A sudden silence permeated the room. The familiar clinks of teacups were suddenly halted.
"You may call me Webigail if you like, Dewey. Or Webby. We've known each other long enough that..."
And with that the conversation was over. Webigail Vanderquack, her eyes cast downwards, began to squeak back towards the creaky door.
She was stopped by a sudden voice, "Did Kagan send word?"
Without answering, Webigail left the tea trolley behind and walked back towards the easy chair. She pulled a sealed telegram out of a pocket in her apron and handed it to the duck. She then walked off silently, taking the trolley back up, opening the creaking door, and stepping out into the hall.
"Come in! Come in!" An island boy, an Ape wearing a lout Hawaiian shirt and a fake lei, the usual costume for this establishment, waved his ample arms to the two pilots, "Grandfather is waiting for you."
Kit walked out in front, with a bit of a limp. Old war injury, he would say. Huey couldn't help but match his pace as he walked behind the large old bear, subtly introducing a limp into his own gait. Huey wasn't paying attention to what Kit and the young boy talked about. In all the times Huey had come along to Louie's, the little flock of children, who always seemed to multiply every time, always had some bit of news to tell. Sam's teeth came in. Alice is dating someone or other who Grandfather approves of. Vincent is dating someone or other her doesn't.
Louie, or "King" Louie due to his impressive progeny, is the patriarch of one of the larger families on or near the Cape. A businessman at heart, in the 20s and 30s Louie was able to eke out an impressive living selling drinks and food to the revolving door of pilots and tourists that visited Cape Suzette. Until about five years before, Louie had been the sole proprietor of Louie's, and kept his family out of it. However, health being what it is, he knew he would need more help eventually. He officially brought his surprisingly large family in to act as his staff, and trained them all he knew, so they could carry on once he passed on.
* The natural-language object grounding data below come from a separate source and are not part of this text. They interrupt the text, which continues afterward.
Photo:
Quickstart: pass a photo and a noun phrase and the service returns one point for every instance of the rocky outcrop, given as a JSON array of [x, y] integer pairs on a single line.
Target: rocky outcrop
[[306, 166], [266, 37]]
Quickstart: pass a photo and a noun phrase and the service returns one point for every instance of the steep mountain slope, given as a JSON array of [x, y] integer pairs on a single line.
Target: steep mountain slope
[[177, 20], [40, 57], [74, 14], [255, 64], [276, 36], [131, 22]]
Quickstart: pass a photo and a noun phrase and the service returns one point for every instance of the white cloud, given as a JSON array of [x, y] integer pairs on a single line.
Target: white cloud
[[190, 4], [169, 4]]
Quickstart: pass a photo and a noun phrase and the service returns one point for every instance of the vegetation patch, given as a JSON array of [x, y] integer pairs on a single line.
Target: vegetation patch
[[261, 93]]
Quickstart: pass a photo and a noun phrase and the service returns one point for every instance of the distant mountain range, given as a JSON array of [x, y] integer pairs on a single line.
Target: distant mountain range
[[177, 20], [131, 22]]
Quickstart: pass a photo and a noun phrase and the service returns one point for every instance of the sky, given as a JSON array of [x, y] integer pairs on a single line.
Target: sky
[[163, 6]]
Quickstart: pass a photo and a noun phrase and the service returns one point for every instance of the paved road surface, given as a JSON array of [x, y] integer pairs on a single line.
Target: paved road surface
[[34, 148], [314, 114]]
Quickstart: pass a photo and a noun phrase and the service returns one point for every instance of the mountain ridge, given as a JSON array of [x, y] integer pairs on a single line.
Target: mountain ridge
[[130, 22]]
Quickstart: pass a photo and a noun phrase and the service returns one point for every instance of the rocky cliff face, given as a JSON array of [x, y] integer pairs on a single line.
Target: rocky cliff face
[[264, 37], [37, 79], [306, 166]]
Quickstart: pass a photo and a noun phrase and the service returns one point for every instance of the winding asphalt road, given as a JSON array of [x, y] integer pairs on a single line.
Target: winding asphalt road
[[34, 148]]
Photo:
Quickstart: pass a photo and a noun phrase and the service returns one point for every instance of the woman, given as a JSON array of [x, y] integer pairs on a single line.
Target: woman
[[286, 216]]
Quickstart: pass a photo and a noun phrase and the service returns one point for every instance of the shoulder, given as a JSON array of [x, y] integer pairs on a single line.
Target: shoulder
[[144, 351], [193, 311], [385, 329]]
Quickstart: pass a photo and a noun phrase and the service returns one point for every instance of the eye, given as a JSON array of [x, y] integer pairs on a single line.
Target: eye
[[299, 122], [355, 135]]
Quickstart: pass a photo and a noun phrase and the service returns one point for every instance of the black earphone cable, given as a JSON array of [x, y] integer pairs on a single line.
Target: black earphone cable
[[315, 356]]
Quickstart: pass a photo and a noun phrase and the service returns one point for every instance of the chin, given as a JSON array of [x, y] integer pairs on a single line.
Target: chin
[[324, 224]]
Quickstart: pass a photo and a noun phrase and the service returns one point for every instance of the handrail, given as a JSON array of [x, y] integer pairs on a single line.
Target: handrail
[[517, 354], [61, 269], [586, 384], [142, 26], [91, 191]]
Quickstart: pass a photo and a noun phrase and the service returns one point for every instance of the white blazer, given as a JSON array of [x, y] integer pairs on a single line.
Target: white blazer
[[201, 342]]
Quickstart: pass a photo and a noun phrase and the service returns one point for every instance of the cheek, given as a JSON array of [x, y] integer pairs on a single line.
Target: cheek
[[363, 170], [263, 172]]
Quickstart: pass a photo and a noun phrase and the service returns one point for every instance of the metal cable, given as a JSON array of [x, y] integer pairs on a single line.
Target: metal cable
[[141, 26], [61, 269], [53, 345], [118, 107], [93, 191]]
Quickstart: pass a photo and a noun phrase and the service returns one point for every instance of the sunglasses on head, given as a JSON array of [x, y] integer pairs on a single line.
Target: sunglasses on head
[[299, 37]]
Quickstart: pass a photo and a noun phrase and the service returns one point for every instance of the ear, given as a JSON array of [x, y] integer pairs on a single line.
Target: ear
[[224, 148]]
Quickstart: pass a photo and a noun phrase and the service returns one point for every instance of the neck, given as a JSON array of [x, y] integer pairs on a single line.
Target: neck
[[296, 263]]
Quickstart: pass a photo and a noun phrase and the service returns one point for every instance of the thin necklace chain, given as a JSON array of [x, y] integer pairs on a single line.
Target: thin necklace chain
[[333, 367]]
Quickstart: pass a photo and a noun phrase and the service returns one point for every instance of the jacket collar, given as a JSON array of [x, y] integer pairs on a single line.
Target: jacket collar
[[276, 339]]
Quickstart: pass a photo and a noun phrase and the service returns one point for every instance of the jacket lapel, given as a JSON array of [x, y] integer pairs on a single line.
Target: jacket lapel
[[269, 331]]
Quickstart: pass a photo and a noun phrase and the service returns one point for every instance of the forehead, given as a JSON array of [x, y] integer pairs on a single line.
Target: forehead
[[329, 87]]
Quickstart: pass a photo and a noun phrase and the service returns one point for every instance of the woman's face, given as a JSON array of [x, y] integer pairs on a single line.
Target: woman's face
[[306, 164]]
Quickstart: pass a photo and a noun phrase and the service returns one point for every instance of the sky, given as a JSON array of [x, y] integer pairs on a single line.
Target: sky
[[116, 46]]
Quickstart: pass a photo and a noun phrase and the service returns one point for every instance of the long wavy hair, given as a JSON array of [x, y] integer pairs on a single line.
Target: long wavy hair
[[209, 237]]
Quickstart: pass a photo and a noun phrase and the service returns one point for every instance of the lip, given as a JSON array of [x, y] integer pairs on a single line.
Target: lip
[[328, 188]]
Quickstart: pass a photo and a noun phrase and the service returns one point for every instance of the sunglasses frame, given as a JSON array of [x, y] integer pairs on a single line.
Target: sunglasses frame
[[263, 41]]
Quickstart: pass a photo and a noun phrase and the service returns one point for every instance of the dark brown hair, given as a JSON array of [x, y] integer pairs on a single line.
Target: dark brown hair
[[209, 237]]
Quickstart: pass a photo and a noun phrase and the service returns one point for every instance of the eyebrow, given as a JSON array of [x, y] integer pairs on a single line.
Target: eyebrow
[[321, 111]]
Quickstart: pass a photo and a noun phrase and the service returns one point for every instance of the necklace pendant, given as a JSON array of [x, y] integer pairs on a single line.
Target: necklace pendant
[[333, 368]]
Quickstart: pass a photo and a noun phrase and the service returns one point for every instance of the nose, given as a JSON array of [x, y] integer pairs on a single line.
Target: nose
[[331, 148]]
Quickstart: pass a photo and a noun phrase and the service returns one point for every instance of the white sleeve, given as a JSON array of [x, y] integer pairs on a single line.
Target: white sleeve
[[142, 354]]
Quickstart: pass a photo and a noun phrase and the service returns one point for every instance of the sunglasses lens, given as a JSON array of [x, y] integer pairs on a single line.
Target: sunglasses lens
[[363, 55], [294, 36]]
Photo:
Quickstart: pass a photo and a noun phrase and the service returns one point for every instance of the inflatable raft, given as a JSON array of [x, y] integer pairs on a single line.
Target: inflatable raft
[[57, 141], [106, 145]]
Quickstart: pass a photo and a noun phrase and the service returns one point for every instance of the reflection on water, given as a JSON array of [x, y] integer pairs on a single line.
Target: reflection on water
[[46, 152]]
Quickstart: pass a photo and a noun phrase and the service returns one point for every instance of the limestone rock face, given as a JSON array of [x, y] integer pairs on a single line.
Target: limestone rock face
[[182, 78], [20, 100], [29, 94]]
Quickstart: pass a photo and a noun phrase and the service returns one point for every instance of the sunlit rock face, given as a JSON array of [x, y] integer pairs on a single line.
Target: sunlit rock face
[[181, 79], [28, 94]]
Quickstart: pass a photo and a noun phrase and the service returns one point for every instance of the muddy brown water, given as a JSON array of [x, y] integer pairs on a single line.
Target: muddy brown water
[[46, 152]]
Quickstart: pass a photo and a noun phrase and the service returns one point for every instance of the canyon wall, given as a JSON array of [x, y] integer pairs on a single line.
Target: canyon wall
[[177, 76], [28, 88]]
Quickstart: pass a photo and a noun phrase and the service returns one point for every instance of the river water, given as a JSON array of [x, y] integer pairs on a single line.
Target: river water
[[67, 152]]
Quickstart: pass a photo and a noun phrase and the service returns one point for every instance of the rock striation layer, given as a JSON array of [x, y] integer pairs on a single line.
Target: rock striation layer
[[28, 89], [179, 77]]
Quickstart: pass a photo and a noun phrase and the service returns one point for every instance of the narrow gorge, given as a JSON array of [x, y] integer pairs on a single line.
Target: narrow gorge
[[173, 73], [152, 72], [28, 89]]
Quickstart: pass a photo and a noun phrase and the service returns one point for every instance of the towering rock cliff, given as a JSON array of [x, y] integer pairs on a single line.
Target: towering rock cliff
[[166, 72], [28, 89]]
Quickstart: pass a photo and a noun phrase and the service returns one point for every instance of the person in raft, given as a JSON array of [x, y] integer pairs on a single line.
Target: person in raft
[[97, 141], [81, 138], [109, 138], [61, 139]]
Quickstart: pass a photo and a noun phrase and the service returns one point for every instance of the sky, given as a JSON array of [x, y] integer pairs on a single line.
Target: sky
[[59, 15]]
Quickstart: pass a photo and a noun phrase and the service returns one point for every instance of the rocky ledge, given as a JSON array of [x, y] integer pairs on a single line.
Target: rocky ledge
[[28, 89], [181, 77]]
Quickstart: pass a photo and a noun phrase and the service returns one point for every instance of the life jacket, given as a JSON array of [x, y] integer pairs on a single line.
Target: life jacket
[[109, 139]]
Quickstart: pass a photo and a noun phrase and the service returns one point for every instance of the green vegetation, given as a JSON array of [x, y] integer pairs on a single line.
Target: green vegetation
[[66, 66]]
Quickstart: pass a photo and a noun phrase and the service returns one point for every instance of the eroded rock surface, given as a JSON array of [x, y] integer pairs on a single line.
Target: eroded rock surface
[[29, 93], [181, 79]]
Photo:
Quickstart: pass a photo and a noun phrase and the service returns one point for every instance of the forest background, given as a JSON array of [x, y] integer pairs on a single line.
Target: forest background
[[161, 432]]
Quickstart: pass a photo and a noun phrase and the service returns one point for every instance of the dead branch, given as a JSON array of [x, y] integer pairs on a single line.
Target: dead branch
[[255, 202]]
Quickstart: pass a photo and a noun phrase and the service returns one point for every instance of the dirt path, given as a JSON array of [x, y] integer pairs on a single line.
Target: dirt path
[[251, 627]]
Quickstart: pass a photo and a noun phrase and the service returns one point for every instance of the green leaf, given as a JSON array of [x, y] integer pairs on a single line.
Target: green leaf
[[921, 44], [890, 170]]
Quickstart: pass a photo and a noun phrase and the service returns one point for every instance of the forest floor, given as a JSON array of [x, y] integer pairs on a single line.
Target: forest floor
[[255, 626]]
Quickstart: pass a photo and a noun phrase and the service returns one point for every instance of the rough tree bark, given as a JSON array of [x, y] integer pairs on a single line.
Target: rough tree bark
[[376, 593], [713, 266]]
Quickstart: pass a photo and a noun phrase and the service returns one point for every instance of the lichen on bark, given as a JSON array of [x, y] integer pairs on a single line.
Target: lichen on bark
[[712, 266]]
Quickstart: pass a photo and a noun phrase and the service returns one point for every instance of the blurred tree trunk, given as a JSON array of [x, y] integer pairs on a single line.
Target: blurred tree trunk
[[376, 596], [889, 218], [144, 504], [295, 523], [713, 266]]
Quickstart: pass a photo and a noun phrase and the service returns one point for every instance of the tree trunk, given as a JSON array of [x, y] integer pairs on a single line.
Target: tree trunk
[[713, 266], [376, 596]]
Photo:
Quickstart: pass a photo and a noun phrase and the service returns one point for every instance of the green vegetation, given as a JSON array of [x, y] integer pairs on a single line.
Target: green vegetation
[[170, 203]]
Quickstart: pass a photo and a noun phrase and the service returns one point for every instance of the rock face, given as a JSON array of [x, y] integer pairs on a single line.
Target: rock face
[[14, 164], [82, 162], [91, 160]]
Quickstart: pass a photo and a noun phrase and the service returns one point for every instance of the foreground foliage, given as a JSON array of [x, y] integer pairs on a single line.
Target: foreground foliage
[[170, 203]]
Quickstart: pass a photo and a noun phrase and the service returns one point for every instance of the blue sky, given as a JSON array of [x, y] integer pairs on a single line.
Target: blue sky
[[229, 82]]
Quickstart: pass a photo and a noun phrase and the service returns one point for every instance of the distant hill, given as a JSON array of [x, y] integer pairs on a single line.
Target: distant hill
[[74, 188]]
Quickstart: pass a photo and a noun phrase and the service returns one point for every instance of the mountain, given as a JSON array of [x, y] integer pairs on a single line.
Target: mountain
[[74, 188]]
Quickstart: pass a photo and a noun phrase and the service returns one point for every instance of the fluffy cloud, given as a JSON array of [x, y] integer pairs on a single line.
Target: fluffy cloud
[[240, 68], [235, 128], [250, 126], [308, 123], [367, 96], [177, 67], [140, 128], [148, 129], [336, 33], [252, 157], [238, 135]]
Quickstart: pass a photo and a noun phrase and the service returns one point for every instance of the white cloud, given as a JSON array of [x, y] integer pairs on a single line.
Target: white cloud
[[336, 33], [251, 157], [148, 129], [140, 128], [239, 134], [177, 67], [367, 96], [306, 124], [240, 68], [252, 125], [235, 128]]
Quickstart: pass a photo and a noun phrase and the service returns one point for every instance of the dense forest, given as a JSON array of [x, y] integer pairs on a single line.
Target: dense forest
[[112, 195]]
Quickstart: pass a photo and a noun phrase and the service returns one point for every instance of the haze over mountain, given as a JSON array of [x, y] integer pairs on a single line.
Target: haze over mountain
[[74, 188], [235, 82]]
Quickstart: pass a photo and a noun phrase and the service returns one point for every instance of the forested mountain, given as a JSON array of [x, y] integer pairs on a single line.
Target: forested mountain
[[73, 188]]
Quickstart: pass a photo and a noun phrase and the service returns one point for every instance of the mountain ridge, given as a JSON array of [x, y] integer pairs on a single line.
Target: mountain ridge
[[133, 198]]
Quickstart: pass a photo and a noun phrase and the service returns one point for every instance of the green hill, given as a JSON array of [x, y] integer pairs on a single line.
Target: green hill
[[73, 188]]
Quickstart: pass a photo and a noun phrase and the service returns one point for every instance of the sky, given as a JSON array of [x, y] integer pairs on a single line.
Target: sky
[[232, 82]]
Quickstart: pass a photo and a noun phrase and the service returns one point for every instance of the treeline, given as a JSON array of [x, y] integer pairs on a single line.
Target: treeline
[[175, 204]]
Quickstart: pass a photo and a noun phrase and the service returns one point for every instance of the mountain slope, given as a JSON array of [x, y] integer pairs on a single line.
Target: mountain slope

Of course, his children brought their children. The veritable army of tykes and kids serving beer and spirits to the few hungry travelers that take the trouble to head out to Louie's small private island either charm or repulse, depending on how dirty the kids are that day.
Huey winced at a familiar noise. A rattling, heaving sigh of a breath that preludes exuberant, if strained, speech.
"Cuz'!" Another rattle, "'sat you?"
Huey figured he had to be at least in his 90s. Pushed in on a wicker-backed wheelchair by some ubiquitous grandchild, wrinkles and spots creased the already naturally wrinkled ape face and arms. Even more than Kit, Louie's arms and open shirt revealed an almost completely silver-grey mess of fur. He was smiling a toothless, scratch that, slightly toothed ear-to-ear smile, revealing the half-chewed remnants of a betel nut, staining the remaining teeth orange.
"Hiya Louie. How's tricks?"
With the slightest of hand gestures the nameless grandchild was indicated to roll Louie Closer. The long, grey arms, shaking from the effort, rose to meet Kit in a hug.
"Baloo," said Louie, "I'm glad you'll do this favor for me..." Another rattling breath, "Before I..."
"Yes, Louie," said Kit, humoring the old man, "What's the job?"
"And who's this? Another kid following you around, Baloo?"
Huey rose his arm in a wave, "Hi Louie."
"Hopefully you keep this one out of..." A breath, "...the war, hear? Haven't seen our Kit since..." a breath, "...since the good old days."
Huey gave a sideways glance to Kit. Louie's eyes had gone, along with his legs, his hearing, and his most everything. Huey had never known Louie before he was struck with the trappings of old age, but to hear Kit tell it, he used to be as robust and lively as anyone.
Suddenly, the accented voice spoke in a low timber, "So now, It's all inna back. Twenty crates of melons, ripe and juicy, Delivered to this here..." He casually stuck a rolled up slip of paper into Kit's hands while taking another shaky breath. "...This here dock on the mainland."
Kit nodded slowly, so Louie could see. There was nothing but care in his face as he patted the old man on the shoulder gently. "Don't worry, Louie. We old-timers have to stick together."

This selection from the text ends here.